After the final editing was done, a musical ambience was designed for the film, giving it even more depth.
The film crew had to deal with some unforeseen and surprising circumstances during production. Not only were they sometimes surprised by the quick changing of the season and landscapes, but they had to work within the constraints of COVID as well. Government laws changed from day to day, forcing them to reshape the project and limit the amount of international travel. Fortunately, they managed to find local directors and camera crews to help them shoot on location.

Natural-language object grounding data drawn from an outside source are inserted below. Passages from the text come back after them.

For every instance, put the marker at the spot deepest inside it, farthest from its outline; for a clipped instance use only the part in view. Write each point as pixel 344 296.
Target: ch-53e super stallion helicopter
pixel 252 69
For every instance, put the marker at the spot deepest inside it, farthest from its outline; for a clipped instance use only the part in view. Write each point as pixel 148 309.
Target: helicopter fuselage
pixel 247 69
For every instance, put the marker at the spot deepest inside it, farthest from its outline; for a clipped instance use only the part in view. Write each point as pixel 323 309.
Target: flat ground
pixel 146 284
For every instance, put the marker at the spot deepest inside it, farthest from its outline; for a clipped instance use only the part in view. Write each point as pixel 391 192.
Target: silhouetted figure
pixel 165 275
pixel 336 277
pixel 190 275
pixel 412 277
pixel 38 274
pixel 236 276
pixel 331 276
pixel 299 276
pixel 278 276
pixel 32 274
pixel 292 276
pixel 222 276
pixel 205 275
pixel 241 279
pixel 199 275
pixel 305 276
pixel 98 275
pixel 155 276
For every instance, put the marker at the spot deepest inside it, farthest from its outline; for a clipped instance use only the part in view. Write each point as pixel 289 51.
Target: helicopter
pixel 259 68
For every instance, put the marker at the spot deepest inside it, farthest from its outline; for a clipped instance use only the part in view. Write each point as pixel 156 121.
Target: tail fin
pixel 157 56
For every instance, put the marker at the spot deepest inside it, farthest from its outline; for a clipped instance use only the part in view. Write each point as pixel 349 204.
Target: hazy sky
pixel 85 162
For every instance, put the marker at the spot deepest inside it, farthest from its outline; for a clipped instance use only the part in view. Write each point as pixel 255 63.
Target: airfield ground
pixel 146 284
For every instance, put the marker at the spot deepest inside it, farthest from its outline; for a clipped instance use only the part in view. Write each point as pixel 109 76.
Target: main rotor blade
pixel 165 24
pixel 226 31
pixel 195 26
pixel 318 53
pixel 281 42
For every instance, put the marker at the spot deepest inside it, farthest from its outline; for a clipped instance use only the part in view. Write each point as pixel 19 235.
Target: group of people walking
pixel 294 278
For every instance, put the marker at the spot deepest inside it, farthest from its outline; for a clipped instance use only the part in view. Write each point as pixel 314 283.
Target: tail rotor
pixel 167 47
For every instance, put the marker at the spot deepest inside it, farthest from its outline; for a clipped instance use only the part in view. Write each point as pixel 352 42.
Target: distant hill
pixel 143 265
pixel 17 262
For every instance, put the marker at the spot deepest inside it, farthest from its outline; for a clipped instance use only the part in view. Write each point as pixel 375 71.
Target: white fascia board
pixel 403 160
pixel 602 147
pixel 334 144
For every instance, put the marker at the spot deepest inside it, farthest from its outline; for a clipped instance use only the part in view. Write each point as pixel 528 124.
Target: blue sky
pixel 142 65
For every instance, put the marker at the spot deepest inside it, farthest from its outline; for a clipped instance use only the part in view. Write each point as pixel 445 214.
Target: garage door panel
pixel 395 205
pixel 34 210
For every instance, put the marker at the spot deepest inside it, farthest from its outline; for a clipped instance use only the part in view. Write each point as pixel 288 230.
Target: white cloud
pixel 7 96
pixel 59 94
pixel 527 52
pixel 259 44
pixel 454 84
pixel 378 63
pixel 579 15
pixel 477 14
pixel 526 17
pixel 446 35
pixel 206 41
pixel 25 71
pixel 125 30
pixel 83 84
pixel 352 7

‘For example, we didn’t travel abroad for the jute, but prepared a shoot in Bangladesh with a local producer, since the government didn’t allow our team to go there,’ Thibault discloses. ‘He filmed the images I conceived, following a precise guideline in terms of creative direction, lighting and equipment. We had great communication and were able to give the local crew live directions during the shoot. Bear in mind, it was the middle of the night for us because of the time difference.'
'Working on this film has been very rewarding and inspiring for us. [...] It made us feel like we took part in conveying an important message.’
Thibault Maurel de Maillé, Director
For the production company, this was quite a big project in terms of production because of the diversity of people and places that they wanted to show, and the amount of technical solutions that were used. Thibault: ‘Working on this film has been very rewarding and inspiring for us: with many different sets and locations, mostly outdoors, which meant having to deal with elements outside of our control like the weather or the seasonality of the raw material production.'
'All in all, I was truly proud to have taken part in this project, to have put a sustainable product at the forefront, respectful of the environment, aesthetic... It made us feel like we took part in conveying an important message.’